Epilepsy is a very common disorder characterized by recurrent, spontaneous seizures, and a seizure is induced by the abnormal, synchronous excitation of neurons in the brain. Gi/o proteins inside neurons, when activated, can trigger a sequence of biomolecular events that ultimately results in decreased excitability of neurons, thereby lessening the likelihood of seizure. One of the receptors that can activate neuronal Gi/o proteins is 5-HT1A, a lesser known and studied target of cannabidiol (CBD), a major component of the plant cannabis.

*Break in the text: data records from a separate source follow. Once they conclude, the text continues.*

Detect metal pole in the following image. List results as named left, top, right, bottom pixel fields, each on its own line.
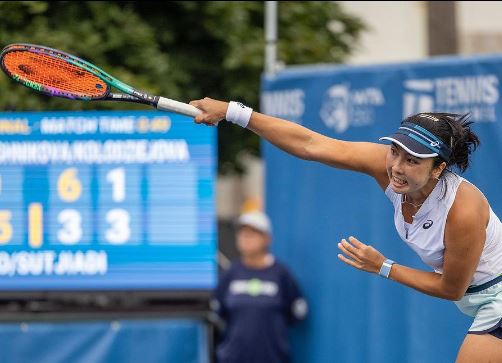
left=427, top=1, right=458, bottom=56
left=265, top=1, right=278, bottom=75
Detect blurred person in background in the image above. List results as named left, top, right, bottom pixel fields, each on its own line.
left=211, top=210, right=307, bottom=363
left=191, top=98, right=502, bottom=362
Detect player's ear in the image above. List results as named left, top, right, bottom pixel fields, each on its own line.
left=433, top=161, right=447, bottom=179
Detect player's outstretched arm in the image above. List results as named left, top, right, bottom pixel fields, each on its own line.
left=190, top=98, right=389, bottom=188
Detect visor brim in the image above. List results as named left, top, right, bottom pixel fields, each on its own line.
left=379, top=134, right=438, bottom=158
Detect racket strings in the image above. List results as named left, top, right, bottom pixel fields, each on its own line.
left=3, top=50, right=108, bottom=98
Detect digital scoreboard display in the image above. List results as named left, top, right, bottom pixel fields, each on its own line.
left=0, top=111, right=216, bottom=291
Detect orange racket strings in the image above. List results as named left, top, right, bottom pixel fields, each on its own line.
left=3, top=50, right=107, bottom=98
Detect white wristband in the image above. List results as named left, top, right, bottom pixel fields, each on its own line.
left=226, top=101, right=253, bottom=128
left=378, top=259, right=395, bottom=278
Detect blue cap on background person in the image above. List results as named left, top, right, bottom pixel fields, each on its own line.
left=236, top=211, right=272, bottom=235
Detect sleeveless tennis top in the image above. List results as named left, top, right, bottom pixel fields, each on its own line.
left=385, top=171, right=502, bottom=286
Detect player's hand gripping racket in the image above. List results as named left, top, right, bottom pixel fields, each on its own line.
left=0, top=43, right=201, bottom=117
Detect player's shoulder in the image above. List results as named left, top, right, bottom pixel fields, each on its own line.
left=455, top=180, right=487, bottom=208
left=227, top=260, right=246, bottom=273
left=450, top=179, right=488, bottom=222
left=272, top=259, right=298, bottom=279
left=219, top=261, right=242, bottom=279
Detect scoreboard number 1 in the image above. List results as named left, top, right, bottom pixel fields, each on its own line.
left=106, top=168, right=126, bottom=202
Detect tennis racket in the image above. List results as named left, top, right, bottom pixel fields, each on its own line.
left=0, top=43, right=201, bottom=117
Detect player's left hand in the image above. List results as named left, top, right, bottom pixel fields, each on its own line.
left=337, top=236, right=386, bottom=274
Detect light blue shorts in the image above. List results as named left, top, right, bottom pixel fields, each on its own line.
left=454, top=275, right=502, bottom=334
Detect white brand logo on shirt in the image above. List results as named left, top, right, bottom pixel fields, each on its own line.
left=229, top=279, right=278, bottom=296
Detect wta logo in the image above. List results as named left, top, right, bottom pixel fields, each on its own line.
left=403, top=75, right=499, bottom=123
left=320, top=83, right=385, bottom=133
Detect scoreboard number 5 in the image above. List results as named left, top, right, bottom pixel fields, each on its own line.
left=0, top=211, right=13, bottom=244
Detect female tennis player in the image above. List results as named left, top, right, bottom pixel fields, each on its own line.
left=189, top=98, right=502, bottom=362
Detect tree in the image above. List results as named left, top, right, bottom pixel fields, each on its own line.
left=0, top=1, right=365, bottom=173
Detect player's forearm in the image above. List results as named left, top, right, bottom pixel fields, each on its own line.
left=388, top=264, right=464, bottom=301
left=247, top=112, right=330, bottom=161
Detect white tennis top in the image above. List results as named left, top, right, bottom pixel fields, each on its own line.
left=385, top=171, right=502, bottom=286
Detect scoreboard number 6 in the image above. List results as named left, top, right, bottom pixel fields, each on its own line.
left=58, top=168, right=82, bottom=202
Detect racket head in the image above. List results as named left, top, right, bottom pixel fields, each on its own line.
left=0, top=43, right=110, bottom=100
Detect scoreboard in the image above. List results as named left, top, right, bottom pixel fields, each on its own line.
left=0, top=111, right=216, bottom=291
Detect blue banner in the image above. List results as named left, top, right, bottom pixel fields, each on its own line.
left=0, top=318, right=208, bottom=363
left=261, top=55, right=502, bottom=363
left=0, top=110, right=216, bottom=290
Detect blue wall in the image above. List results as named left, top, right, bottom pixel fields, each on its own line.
left=262, top=55, right=502, bottom=362
left=0, top=318, right=208, bottom=363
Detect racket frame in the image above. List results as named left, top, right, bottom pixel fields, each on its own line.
left=0, top=43, right=201, bottom=117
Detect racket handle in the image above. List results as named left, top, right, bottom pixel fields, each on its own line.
left=157, top=97, right=202, bottom=117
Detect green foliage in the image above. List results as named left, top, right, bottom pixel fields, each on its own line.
left=0, top=2, right=173, bottom=111
left=0, top=1, right=365, bottom=173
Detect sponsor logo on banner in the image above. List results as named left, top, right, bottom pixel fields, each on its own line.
left=260, top=89, right=305, bottom=122
left=403, top=75, right=499, bottom=122
left=320, top=83, right=385, bottom=133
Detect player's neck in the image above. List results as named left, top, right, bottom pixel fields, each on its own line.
left=403, top=178, right=440, bottom=207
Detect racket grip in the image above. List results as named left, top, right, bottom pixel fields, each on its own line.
left=157, top=97, right=202, bottom=117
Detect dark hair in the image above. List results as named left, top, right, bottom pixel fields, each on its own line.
left=402, top=112, right=480, bottom=173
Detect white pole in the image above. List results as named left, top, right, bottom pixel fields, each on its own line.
left=265, top=1, right=278, bottom=75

More specifically, CBD has recently been shown to bind to 5-HT1A receptors with significant affinity in two structures, the hippocampus and the temporal cortex, of brain slices obtained from both autopsies of people without epilepsy and surgeries of epilepsy patients. At a low concentration, CBD doesn’t induce changes to the function of Gi/o proteins; however, at a high concentration, it reverses the effect of 5-HT1A , reducing the constitutive activity of Gi/o proteins. Such effects classify CBD as an “inverse agonist” of 5-HT1A – a compound that interacts with but induces downstream processes opposite to the receptor’s original effects.
In light of this finding, that antiepileptic is one of the most thoroughly proven medical benefits of CBD seems counterintuitive: Wouldn’t CBD, through inhibiting the activity of Gi/o proteins, heighten neuronal excitability and susceptibility to seizure? As an explanation, scientists cite evidence that inverse agonists, after reversing the effects of their targeted receptors, prompt the brain to increase the expression of those receptors on cell surface, thereby indirectly increasing the signalling of said receptors. Because of this mechanism, scientists hypothesize that continuous administration of CBD, an inverse agonist of 5-HT1A receptor, can enhance the abundance of this receptor, augment Gi/o protein functions, and ultimately protect the brain from epilepsy.